SB 94 – which passed with a 31-to-3 vote – essentially merges the Medical Cannabis Regulation and Safety Act and Proposition 64, the Adult Use of Marijuana Act, into one regulatory framework that will govern both medical and recreational cannabis use. The budget rider bill, along with the rest of the budget, is currently awaiting the governor’s signature.

The new Medical and Adult-Use Cannabis Regulation and Safety Act clears up some concerns about how a combined medicinal and recreational marijuana market would work statewide and establishes clear law enforcement guidelines and taxation plans, even as local regulation is still in the process of being written. You can read the full bill here.

Here are six of the major ways that SB 94 will transform the pot industry in California:

1. Creates the Bureau of Cannabis Control as the governing body for the industry

The Bureau of Cannabis Control would be responsible for issuing, denying, renewing disciplining, suspending and revoking licenses for transportation, storage, distribution, testing and sale of cannabis and cannabis products. The legislation also shifts the ability to regulate and control industrial hemp fiber, which is often used in rope, clothing and building material, from the Bureau to the Department of Food and Agriculture.

2. Allows for the sale of both medicinal and recreational products at the same storefront

While vendors can sell to both adult recreational cannabis consumers and medical patients, each type of sale would require different licenses. Testing for both categories of cannabis, on the other hand, would only require a single testing laboratory license issued by the Bureau of Cannabis Control.

3. Requires law enforcement to create a legal cannabis consumption regulatory framework

SB 94 clears up some of the questions pertaining to how officers would enforce open cannabis consumption by limiting legal consumption of cannabis products to private areas. The legislation also establishes open container penalties for recreational consumers, as well as earmarks $3 million for the California Highway Patrol for the training of drug recognition experts to help enforce and define standards for “driving under the influence” laws.

4. Repeals the residency requirements laid out in Prop 64

The measure that voters approved to legalize recreational cannabis came along with a requirement that limited people establishing a cannabis business to those who lived in the state prior to Jan. 1, 2015. This new law rescinds those provisions. Residency requirements have emerged as a sticking point within local cannabis legislation in the Bay Area, particularly in Oakland, which rescinded some of its own requirements after pushback from business owners.

5. Establishes what taxes will be required and how they will be calculated

All cannabis will be subject to the two taxes created by Prop. 64. A cultivation tax of $9.35 per ounce of flowers for growers that will be collected at the time of harvest will be levied as well as a 15 percent excise tax that will be calculated by average market price, rather than gross receipts of retail sales. Tax revenue would go toward paying for the regulation of the cannabis industry as well as substance abuse programs, school grants, behavioral health programs and the construction of youth treatment facilities, among other social services.

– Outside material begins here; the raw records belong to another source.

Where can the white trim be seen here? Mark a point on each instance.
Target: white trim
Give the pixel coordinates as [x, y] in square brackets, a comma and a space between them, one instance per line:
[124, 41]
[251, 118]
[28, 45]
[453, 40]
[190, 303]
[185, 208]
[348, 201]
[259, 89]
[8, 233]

6. Creates new cannabis categories and advertising standards

The state’s Department of Food and Agriculture will develop an organic designation by 2021 as well as origin regions, modeled on how the food sector designated specialty wines and cheeses. On the marketing end, advertising will only be able to broadcast in mass media if at least 71.6 percent of the audience is reasonably expected to be 21 years of age or older. The bill would also require edible cannabis products to be marked with a universal symbol.